Preview Footage: The Dark Knight Rises [Report]

on Saturday, December 17, 2011
'The Dark Knight Rises' prologue @ BFI IMAX (14 Dec '11) // Words: Ced Yuen

In 2007, Warner Bros. released a prologue of 'The Dark Knight', screened before 'I Am Legend' at selected IMAX cinemas. The 6-minute footage, which showed off the new Joker’s idea of a bank heist, was a hit. It helped to generate an unstoppable wave of hype and the finished product smashed the box office record in the following year. 'The Dark Knight Rises' is getting the same treatment, with another 6 minutes of footage aimed at getting people to the cinema on Day 1.

The prologue serves as an introduction to the film’s villain, Bane (Tom Hardy). A lot of effort has gone into making him a more formidable opponent than the Joker, and it seems effective. Built like a tank, with a strange mask strapped to his face, he resembles a cross between Hannibal Lector and a rabid Pit Bull.
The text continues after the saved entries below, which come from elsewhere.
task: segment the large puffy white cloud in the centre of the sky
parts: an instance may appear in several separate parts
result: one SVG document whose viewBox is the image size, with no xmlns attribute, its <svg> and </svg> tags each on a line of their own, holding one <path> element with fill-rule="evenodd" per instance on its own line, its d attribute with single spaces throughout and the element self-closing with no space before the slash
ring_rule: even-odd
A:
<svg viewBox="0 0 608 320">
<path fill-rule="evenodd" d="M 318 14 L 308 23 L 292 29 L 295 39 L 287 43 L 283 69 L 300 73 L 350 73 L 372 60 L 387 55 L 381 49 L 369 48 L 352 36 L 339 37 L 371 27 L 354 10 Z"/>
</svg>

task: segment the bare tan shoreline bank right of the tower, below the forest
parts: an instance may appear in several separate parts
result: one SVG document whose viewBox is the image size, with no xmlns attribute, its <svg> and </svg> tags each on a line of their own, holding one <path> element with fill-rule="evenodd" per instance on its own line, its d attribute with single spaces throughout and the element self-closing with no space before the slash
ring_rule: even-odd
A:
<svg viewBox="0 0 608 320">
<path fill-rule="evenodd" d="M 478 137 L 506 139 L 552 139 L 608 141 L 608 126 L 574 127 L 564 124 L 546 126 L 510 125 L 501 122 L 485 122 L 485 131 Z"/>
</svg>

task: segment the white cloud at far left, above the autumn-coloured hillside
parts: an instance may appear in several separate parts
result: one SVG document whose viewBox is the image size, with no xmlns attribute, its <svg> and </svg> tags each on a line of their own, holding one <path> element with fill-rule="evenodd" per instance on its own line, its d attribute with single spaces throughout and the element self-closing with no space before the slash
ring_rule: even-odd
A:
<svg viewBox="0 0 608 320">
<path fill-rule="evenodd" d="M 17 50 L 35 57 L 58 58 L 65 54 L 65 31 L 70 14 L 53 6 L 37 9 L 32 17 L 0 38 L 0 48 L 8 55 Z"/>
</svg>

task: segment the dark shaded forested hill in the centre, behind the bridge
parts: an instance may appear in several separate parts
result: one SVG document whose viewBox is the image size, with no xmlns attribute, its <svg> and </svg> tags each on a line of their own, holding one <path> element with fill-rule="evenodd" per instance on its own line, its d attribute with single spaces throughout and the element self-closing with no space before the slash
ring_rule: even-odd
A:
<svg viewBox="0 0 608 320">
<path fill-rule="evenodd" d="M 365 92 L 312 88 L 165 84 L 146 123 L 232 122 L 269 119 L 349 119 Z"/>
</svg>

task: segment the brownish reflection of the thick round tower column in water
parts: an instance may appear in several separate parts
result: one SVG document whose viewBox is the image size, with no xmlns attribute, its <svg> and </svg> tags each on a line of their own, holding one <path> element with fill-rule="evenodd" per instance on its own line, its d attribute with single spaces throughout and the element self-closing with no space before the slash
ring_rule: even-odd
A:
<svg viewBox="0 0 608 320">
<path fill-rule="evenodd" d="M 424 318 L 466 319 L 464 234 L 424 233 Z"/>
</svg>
A 'Mission: Impossible'-style operation, where Bane gets aboard a CIA aircraft and stages an accident, demonstrates his prowess as a strategist. Without any particular quirks or snappy one-liners, he appears to be a villain that simply gets the job done. In this respect, he seems more capable and immediately more realistic. Bane is not as colourful as the Joker but he is far more threatening. That is, until he speaks.

Wearing a mask, his voice is distorted. According to on-set accounts, Hardy found it so difficult to communicate that he had to resort to off-screen hand signals. Alarmingly, it seems that nobody thought to re-record his lines. There is nothing wrong with a masked voice – Liam Neeson sounded distorted when he wore a gas mask in the final act of 'Batman Begins' – but his words were perfectly audible.

Tom Hardy’s voice, however, is muffled beyond comprehension. The effect is compounded with the inclusion of sound effects and Hans Zimmer’s booming score. Imagine Darth Vader, voiced by Sean Connery with a mouthful of caramel. It doesn’t matter if the actors look the part when the dialogue has as much dramatic tension as a ride on the London Underground.

This brings to mind all the criticism that 'The Dark Knight' received because of Batman’s voice. Serious, dramatic scenes were handicapped because Christian Bale was unnecessarily incoherent. I fear that there will be scenes where the dialogue simply alternates between gruff mumbling and muffled mumbling. Christopher Nolan has promised “additional sound work” during post-production, so hopefully the problem will be resolved.

I came away from the preview with mixed feelings. The sound issue is a major concern, but I was impressed by everything else on offer. The rest of the film seems to be shaping up nicely. Everything looks fantastic. As was the case with 'The Dark Knight', IMAX cameras were used for the more visually exciting scenes. The prologue’s highlight is a stunning sequence involving one plane dragging another out of the sky. The sizzle reel at the end hints at many more such set pieces, all of which look spectacular.

After the critically acclaimed first two instalments, the bar has been set high. 'The Dark Knight Rises' is in a very difficult position: not only must it be a good sequel, it must be also be a worthy series finale. Will it succumb to the Third Movie Curse? From what I saw, I don’t think so. I believe in Christopher Nolan.

The prologue of 'The Dark Knight Rises' will be screened at selected IMAX cinemas with 'Mission: Impossible – Ghost Protocol', released in the UK on December 21st.